Description I'DGO TOO: Why does the outdoor environment matter?



If an older person cannot get out and about locally, they are at risk of becoming 'a prisoner in their own home'. Research by the Inclusive Design for Getting Outdoors (I'DGO) consortium, under their I'DGO TOO project, has found that the design of Britain's gardens, streets, neighbourhoods and open spaces affects older people's ability to age well and live independently by supporting, or preventing, access for all. People who don't find it easy or enjoyable to get outdoors can spiral into poor physical health, less social contact with others and a reduced quality of life overall. With the cost of sedentary behaviour estimated at £8.3bn per year*, this places a further financial burden on the NHS and Local Authorities through increased admissions to hospitals and residential care homes.

*Chief Medical Officer's Annual Report, 2009. Department of Health, 2010.



Key messages from the Inclusive Design for Getting Outdoors (I'DGO) consortium:



The desire to get out and about does not diminish in older age, nor does the variety of activities people like to do outdoors.

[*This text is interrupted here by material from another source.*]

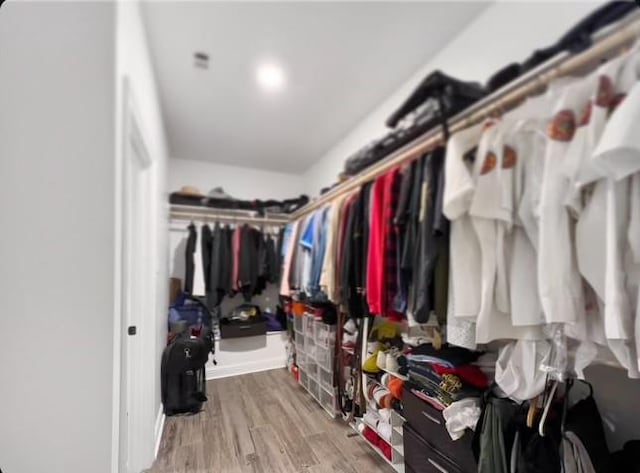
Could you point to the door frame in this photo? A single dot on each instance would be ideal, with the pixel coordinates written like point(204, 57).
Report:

If older people live in an environment that makes it easy and enjoyable for them to go outdoors, they are more likely to be physically active and satisfied with life and twice as likely to achieve the recommended levels of healthy walking. The same is true for those who live within ten minutes' walk of a park.



The pedestrian experience is vitally important to older people, who are most often on foot when out and about. For the many who find it difficult to get around, it is often due to the poor design, provision, installation or upkeep of neighbourhood features, especially footways.



Lesser-quality environments are often considered by older people to pose an increased falls risk, especially by those with vision, mobility or other impairments. They can heighten fears about crime, nuisance and traffic and make going outdoors less enticing; reinforcing feelings of loneliness or entrenching the challenges of socio-economic deprivation.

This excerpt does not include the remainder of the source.